Drei Jahre später, im August 2003, kam Weiß erneut nach Gablingen und sprach jetzt von einem Baubeginn 2007, vielleicht auch erst 2008. Da platzte dem damaligen Bürgermeister Pius Kaiser der Kragen. Immerhin stehe für die Kommune viel auf dem Spiel. Er forderte vom Freistaat die Freigabe des Geländes, um dort auf 15 Hektar ein Unternehmen der Automobil-Logistik mit 120 Arbeitsplätzen ansiedeln zu können.

Die neue JVA war als Initialzündung für das angrenzende Gewerbegebiet gedacht. Immerhin hat der Freistaat dort ein sieben Hektar großes Grundstück bereits im Dezember 1997 erworben: zum Preis von 4 bis 4,5 Millionen plus drei Millionen Mark Erschließungskosten, gezahlt an die Gemeinde.

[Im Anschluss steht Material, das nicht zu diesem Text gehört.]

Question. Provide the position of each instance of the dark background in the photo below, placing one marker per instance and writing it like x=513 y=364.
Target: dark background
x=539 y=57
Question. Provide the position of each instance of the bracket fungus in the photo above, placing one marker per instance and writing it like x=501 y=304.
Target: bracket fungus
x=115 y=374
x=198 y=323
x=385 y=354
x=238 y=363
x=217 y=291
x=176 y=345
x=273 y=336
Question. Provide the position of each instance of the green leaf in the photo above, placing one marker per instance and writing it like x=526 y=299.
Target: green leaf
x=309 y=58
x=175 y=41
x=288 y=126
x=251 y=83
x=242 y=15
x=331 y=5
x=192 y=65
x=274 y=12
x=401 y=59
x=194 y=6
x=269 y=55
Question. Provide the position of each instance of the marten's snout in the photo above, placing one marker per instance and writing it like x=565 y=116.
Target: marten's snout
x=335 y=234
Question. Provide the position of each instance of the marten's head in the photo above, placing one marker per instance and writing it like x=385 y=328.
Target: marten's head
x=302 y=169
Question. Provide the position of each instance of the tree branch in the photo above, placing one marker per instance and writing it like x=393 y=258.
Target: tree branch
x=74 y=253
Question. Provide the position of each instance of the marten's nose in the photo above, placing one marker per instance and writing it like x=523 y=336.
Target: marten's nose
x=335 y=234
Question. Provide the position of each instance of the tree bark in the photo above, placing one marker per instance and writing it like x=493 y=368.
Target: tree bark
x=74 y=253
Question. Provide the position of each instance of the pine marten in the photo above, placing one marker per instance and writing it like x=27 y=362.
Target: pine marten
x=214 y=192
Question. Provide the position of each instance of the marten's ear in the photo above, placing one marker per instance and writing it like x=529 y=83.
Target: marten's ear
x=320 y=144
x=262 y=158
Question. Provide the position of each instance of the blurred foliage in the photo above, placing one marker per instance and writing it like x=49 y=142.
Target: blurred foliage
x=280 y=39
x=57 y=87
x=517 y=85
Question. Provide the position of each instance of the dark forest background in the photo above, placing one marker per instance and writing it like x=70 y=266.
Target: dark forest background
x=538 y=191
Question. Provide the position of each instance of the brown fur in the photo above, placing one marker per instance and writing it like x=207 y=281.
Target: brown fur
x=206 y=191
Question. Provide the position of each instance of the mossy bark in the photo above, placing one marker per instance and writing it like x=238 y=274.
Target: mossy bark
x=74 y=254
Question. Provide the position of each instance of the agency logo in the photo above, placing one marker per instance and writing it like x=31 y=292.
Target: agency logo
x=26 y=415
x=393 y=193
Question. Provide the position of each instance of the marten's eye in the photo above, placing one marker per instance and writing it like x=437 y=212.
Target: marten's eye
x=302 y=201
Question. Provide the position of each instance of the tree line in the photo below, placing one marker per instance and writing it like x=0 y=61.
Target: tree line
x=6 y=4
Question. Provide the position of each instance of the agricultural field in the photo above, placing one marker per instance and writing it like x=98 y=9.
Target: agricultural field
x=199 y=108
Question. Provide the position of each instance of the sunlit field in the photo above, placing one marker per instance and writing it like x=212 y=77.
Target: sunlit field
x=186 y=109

Pläne im Rathaus präsentiert

Nächster Schritt war ein Architektenwettbewerb. Den gewann das Büro Schuster aus Düsseldorf. Hoffnungsvoll stellte die neue Justizministerin Beate Merk im Mai 2005 die Pläne im Gablinger Rathaus vor.

Ende November 2007 erklärten Merk und Bayerns Innenminister Herrmann: "Im April 2008 werden zum ersten Mal Bagger vorfahren." Was auch der Fall war: Sie richteten das Grundstück her, entfernten alte Munition und Unrat. "Der Baubeginn ist für den Spätsommer 2009 vorgesehen", meldete das Ministerium hoffnungsvoll.

"Alles auf Anfang"

Geplant war, dass ein privates Konsortium die JVA errichtet und in den technischen Bereichen für 20 Jahre betreibt. Nach einem langen Hin und Her stellte sich allerdings heraus, dass PPS (Public Private Partnership) deutlich teurer kommt als gedacht. Zudem traten beim PPS-Bau der JVA München-Stadelheim erhebliche Mängel zutage.

"Alles auf Anfang" hieß es dann im Sommer 2010 - die JVA soll nun ganz konservativ vom Freistaat finanziert und unter der Regie des Staatlichen Bauamtes in Augsburg errichtet werden. Und nach weiteren Vorarbeiten in den vergangenen Monaten wird es nun am 11. April 2011 offenbar ernst damit.